It's a big threat to buskers, apparently
Published: 19 November 2003 17:45 GMT
A proposed European Union law strengthening law-enforcement capabilities against intellectual-property violations has been delayed again, amid ongoing criticism that its implementation would criminalise many innocuous activities and harm European competition.
The draft directive on the enforcement of intellectual property (IP) rights was set for a vote in the European Parliament on 11 September, but was delayed until early November, then until this week. It is now scheduled for a vote on 27 November.
The delays are the result of the intense controversy surrounding the directive, one of several major proposed changes to the way intellectual property is handled in the EU. A 2001 copyright directive, known as the EUCD, finally passed into UK law last month, after delays. The European Parliament approved a directive on software patents only after making significant changes, the result of widespread protests by computer scientists, economists, tech companies and software developers.
The MEP responsible for guiding the IP enforcement directive through the European Parliament, Janelly Fourtou - the wife of Vivendi Universal president and chief executive Jean-Rene Fourtou - granted the delay in response to demands by a majority of the Parliament's Judicial Affairs Committee. MEPs including Social Democrats, Liberals and Greens argued that more discussion was necessary to understand the directive's implications, according to sources familiar with the situation.
A vote is unlikely before the end of the year, however, because the EU Council has introduced its own version of the directive, which must be reconciled with the version in Parliament, according to Andreas Dietl, EU affairs director with European Digital Rights (EDRI).

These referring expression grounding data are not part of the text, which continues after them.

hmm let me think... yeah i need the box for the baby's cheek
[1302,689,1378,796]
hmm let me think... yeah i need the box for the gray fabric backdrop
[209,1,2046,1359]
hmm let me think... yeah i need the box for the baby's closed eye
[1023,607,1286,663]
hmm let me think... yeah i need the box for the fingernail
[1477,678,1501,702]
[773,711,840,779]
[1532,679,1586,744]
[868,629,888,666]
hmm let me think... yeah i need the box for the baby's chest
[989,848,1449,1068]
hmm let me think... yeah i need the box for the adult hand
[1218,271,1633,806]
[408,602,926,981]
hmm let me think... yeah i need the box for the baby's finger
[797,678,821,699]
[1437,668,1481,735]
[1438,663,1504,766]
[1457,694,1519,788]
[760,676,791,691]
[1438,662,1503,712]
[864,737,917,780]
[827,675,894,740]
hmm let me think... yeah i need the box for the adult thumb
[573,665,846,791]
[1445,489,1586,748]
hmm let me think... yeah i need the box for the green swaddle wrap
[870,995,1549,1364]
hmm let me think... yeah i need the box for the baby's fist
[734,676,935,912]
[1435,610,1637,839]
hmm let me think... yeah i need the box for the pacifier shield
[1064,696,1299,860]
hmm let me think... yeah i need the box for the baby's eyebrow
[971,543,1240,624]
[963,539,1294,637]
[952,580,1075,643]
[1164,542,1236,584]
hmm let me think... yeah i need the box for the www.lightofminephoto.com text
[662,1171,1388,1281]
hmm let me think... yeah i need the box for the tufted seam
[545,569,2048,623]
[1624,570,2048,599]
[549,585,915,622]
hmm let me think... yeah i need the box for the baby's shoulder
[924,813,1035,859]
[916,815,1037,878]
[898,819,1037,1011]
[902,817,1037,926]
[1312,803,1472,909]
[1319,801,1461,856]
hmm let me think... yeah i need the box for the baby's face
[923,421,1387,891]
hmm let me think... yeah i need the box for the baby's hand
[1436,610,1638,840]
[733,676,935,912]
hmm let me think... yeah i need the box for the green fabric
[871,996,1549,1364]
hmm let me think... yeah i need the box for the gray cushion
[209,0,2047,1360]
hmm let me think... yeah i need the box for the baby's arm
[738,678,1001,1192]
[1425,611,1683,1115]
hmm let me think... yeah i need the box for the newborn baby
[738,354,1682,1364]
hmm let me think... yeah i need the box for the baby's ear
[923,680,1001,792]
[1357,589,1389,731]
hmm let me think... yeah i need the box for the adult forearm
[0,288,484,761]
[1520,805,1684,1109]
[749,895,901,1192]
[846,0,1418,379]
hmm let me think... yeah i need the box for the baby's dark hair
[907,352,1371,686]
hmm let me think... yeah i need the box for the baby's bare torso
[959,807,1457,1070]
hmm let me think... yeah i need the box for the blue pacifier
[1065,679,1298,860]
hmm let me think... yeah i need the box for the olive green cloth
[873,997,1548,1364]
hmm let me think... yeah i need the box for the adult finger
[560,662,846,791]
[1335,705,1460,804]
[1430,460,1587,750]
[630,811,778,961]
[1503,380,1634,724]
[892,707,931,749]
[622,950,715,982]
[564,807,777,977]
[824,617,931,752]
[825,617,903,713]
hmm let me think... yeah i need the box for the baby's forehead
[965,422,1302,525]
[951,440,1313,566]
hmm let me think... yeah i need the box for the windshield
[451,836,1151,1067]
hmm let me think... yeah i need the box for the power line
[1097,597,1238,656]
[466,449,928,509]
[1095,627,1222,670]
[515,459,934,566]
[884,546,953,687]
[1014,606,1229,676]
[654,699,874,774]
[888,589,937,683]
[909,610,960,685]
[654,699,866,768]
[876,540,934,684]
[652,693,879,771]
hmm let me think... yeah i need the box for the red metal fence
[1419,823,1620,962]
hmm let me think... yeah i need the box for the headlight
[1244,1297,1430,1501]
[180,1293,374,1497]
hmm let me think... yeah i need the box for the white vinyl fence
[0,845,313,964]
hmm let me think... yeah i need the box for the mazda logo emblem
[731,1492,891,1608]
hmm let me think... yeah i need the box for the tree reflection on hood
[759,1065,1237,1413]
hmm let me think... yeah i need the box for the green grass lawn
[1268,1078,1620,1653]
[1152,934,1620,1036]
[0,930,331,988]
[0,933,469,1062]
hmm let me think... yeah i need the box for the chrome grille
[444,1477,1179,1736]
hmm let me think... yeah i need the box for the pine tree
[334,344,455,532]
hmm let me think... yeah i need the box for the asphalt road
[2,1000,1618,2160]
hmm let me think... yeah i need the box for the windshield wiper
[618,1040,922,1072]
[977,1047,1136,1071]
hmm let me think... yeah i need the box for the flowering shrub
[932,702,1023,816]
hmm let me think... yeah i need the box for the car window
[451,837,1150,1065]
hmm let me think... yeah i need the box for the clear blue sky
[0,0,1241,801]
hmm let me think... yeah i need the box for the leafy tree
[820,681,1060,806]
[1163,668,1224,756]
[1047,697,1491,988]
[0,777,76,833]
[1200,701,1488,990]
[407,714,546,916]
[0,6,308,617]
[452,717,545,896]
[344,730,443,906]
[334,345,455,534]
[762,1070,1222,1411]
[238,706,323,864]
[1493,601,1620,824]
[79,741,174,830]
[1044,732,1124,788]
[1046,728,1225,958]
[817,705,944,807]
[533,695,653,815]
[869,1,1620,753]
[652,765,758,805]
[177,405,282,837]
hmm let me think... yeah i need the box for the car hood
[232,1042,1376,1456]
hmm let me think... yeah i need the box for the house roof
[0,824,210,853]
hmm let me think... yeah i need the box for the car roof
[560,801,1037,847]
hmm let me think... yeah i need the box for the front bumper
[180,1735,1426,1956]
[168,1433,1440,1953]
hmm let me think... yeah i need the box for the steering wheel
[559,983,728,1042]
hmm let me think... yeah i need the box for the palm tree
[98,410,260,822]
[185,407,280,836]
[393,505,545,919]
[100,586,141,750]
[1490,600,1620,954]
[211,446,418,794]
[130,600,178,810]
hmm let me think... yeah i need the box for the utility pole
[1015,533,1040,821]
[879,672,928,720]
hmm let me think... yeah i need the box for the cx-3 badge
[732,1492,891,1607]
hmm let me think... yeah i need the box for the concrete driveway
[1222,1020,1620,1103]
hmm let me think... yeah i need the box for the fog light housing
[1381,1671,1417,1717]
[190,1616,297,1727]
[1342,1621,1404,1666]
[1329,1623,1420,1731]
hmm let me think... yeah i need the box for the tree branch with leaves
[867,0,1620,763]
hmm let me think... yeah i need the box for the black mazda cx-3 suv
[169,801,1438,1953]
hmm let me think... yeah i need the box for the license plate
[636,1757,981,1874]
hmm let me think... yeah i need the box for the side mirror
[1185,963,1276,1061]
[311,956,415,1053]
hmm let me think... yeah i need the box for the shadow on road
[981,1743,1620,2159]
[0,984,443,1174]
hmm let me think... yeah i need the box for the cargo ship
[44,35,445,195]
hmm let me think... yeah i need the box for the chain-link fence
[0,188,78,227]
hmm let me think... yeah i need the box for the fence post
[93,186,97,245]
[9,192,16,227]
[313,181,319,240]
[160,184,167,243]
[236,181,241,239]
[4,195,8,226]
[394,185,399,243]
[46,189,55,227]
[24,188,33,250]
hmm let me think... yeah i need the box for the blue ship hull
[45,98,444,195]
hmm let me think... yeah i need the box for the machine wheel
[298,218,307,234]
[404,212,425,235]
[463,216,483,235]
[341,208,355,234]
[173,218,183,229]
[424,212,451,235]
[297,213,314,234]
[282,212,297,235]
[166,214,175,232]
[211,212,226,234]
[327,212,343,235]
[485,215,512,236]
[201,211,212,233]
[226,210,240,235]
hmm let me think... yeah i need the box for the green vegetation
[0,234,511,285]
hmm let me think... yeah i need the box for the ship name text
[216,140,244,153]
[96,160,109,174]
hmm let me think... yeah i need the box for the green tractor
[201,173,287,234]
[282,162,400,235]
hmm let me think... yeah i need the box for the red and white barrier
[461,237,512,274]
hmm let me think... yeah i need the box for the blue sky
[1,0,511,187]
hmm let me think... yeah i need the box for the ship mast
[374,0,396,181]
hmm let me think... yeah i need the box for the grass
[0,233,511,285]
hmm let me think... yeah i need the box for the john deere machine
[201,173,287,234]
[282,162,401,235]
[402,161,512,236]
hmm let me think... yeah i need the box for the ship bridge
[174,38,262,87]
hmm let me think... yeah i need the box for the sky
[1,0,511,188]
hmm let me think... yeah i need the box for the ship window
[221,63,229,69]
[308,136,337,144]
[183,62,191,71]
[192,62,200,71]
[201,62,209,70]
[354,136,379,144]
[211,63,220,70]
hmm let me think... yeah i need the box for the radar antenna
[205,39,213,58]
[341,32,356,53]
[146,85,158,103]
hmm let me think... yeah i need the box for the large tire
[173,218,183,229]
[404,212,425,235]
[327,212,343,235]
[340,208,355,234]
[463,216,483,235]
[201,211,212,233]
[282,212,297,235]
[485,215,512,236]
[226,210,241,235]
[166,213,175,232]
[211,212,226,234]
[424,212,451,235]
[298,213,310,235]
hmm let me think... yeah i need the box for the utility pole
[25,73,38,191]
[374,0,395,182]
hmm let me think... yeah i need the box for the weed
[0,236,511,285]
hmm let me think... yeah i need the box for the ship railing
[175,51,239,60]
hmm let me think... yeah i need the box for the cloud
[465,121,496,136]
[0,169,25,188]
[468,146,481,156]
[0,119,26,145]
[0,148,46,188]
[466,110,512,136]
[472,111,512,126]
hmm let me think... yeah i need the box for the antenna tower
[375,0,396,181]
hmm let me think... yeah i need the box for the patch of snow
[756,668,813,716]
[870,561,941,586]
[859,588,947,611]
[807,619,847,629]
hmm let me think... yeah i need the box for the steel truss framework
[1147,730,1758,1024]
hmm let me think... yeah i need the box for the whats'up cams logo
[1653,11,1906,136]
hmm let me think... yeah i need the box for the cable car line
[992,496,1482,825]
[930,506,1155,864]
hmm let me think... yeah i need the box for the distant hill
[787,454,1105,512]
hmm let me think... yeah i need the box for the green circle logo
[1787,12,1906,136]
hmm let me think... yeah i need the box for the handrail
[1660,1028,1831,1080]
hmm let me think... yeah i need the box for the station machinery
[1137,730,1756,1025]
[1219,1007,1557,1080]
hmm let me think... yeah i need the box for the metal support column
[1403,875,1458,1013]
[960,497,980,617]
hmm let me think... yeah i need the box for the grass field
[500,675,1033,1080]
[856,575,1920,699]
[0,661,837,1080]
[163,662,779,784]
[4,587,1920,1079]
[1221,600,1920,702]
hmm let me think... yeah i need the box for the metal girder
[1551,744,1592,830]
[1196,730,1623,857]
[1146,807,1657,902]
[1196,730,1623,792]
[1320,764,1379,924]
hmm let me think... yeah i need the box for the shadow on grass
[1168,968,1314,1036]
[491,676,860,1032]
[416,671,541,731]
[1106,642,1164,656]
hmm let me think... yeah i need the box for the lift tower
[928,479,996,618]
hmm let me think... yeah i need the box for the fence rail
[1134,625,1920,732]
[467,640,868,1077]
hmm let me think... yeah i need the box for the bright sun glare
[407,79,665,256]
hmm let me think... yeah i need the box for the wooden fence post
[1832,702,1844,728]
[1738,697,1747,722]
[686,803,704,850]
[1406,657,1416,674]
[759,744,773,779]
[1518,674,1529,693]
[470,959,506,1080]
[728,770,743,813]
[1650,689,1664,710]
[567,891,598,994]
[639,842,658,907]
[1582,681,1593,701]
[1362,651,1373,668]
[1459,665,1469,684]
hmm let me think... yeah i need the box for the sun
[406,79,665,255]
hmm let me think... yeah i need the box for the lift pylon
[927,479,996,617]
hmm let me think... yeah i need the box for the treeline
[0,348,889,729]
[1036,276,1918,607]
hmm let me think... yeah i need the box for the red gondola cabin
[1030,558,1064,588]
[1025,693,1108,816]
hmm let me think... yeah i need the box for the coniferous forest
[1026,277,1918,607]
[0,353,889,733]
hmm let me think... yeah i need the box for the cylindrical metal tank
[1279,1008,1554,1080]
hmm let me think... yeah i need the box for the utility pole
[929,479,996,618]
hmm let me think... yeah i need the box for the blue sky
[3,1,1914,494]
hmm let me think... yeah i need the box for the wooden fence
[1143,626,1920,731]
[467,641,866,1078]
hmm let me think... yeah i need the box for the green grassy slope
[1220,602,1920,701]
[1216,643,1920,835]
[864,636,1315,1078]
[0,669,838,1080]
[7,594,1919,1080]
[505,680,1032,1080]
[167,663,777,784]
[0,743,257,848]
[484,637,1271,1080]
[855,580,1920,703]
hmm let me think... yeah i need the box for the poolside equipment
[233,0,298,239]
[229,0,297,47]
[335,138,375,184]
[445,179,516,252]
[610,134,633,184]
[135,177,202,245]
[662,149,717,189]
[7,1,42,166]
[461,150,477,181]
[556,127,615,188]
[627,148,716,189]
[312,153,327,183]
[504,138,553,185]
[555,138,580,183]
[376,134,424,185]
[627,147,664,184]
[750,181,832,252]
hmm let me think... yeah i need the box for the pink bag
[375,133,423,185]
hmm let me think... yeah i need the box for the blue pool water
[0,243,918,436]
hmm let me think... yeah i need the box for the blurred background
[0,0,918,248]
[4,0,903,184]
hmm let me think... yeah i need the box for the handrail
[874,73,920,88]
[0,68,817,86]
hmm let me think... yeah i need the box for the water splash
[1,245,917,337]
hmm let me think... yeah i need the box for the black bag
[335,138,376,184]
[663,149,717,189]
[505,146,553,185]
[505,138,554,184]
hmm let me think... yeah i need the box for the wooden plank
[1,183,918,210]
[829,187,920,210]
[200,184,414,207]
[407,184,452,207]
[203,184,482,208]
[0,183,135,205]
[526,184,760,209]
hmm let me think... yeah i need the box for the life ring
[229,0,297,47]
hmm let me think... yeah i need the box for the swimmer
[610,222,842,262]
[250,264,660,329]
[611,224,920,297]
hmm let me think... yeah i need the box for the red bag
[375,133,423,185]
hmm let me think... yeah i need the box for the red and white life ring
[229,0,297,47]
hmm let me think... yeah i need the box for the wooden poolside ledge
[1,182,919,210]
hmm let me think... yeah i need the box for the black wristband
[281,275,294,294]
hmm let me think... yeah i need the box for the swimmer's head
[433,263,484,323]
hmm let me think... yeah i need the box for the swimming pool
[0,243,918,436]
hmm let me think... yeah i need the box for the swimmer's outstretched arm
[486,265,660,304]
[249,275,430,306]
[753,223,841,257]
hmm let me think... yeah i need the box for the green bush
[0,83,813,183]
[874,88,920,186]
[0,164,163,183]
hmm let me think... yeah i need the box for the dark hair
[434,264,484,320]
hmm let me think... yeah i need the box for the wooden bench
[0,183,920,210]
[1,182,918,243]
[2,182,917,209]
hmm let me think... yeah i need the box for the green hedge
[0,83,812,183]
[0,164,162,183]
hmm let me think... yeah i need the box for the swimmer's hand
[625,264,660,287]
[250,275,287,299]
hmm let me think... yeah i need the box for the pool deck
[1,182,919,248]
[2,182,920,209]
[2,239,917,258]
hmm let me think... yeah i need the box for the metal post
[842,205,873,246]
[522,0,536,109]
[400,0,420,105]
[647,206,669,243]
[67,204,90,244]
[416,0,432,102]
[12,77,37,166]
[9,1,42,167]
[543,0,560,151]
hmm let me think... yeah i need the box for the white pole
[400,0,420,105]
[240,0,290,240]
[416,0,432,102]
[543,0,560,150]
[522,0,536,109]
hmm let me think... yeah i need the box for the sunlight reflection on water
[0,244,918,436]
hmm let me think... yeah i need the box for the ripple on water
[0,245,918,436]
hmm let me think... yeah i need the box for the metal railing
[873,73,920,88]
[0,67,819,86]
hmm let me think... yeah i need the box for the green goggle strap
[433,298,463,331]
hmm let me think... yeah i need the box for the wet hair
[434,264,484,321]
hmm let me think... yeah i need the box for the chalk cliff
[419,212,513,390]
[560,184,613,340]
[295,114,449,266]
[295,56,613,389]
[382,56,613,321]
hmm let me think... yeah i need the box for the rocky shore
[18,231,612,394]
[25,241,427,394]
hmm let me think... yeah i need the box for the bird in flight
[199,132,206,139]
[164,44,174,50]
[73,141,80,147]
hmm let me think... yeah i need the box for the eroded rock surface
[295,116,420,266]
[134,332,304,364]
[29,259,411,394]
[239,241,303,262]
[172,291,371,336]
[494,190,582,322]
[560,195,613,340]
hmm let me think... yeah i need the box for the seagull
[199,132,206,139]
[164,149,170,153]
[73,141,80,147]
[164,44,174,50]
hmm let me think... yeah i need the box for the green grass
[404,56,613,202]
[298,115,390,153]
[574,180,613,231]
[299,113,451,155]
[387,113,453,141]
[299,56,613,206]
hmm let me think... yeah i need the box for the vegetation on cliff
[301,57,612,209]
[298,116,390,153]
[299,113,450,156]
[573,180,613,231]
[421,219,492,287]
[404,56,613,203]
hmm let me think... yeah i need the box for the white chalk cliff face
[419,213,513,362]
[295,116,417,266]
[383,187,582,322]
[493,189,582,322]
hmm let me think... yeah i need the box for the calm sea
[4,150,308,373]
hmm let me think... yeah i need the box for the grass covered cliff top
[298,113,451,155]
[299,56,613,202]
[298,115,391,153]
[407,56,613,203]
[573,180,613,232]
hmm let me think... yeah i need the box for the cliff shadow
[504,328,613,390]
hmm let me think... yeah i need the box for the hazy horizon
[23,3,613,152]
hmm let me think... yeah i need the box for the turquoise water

When the proposal was first introduced in January, it drew a "dismayed" reaction from the International Federation of the Phonographic Industry (IFPI) and other copyright-holder lobbyists, which called for the measures to be beefed up.
The IFPI argued in January that the proposed measures are not tough enough to hold back an "epidemic of counterfeiting", complaining that "the tools the proposal introduces to bring actions against infringers do not even reach the levels already available under some existing national laws" and may "fall short" of what it called international standards, in a reference to the US' Digital Millennium Copyright Act (DMCA).
The draft legislation aims to represent "best practice" legislation, rather than taking on board the strongest anti-piracy measures of the member states, according to the EU.
Critics from civil liberties organisations say that large multinationals would be the biggest beneficiaries of the directive, because of its ban on reverse engineering, while street buskers and book readers for the blind would be criminalised.